The DRV litigation team, led by the partner Dušan Dvořák, has recently achieved two successes when representing clients before the Supreme Court, which granted the extraordinary appeals of DRV over promissory notes and a pledge of a claim.
In the judgement file no. 29 Cdo 895/2018-125, the Supreme Court agreed with the approach, that if the defendant (debtor of the claim) fulfilled the pledged claim in May 2014 (before maturity) by paying it to the debtor directly (not to the designated bank account of the secured creditor), even though it was proved that in April 2014 he was duly notified of the pledge of the claim in favour of the bank (creditor), then even in the period from the notification of the creation of the pledge (7 April 2014) to the maturity of the claim (11 May 2014) the defendant cloud be released from his obligation only by paying to the pledgee. This also applied in the time from the maturity of the pledged claim until the opening of the insolvency proceeding (September 2014). After the opening of the insolvency proceeding until the decision on bankruptcy, the defendant was obliged to pay to the debtor, and after the decision on bankruptcy regarding the debtor’s assets, to the debtor’s insolvency administrator (plaintiff). After the maturity of the pledged claim, these persons could recover this claim. If the defendant was notified on 7 April 2014 of the creation of the pledge of the claim, which the defendant was obliged to satisfy, and the defendant subsequently fulfilled this claim directly to the debtor, he did not release himself from his obligation to pay the pledged claim to the pledgee (bank). Following the declaration of bankruptcy, the debtor’s insolvency administrator is entitled to recover this claim, as it was not discharged.

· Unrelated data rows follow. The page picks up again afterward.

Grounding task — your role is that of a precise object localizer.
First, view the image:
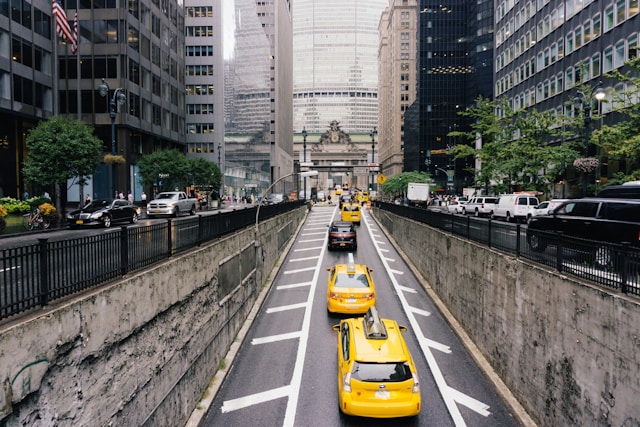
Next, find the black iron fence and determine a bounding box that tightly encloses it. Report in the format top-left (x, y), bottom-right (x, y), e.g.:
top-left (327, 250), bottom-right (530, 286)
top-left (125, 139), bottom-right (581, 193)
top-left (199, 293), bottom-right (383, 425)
top-left (377, 202), bottom-right (640, 296)
top-left (0, 202), bottom-right (303, 319)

In the judgement file no. 29 Cdo 1178/2018-372, the Supreme Court assessed the conditions of validity of a promissory note. The High Court in Prague declared the promissory notes invalid, so we filed an extraordinary appeal on behalf of the plaintiff. In the present case, the promissory notes do not indicate the place where the payment is to be made; it was to be assessed, what is the significance for the question of (in)validity of the promissory notes if the following is indicated: “due at (…)” with a blank line for “place” + the following text underneath “at K.B. Brno-venkov; 35-xxxxxxxx/0100”. In this connection, the Supreme Court explained, that the above-mentioned information on the promissory notes cannot be considered to be the name of the person, whom they were to be paid. The abbreviation K.B. (in conjunction with the account number) can be “interpreted” as Komerční banka, a.s., but the other text “Brno-venkov” is definitely not part of the name under which this legal entity is registered in the Commercial Register. In this situation, the Supreme Court viewed as decisive the (unique) graphic form of the promissory notes. In the absence of information on the place where the payment is to be made, the domicile clause is divided into a part defining the domicile-person (i.e. the person to whom the promissory notes were to be presented – see the pre-printed indication “bank”) and the part indicating the place, where this is to take place – the indication “place”. It is clear from this form of the promissory notes, that the data mentioned in the pre-printed text “bank” are only intended to identify the domicile-person, or to indicate a specific account maintained by the domicile-person, to which the promissory notes were to be paid; it was obviously not a question of defining the place of payment, since the indication of “place” of the domicile-person remained blank in the promissory notes.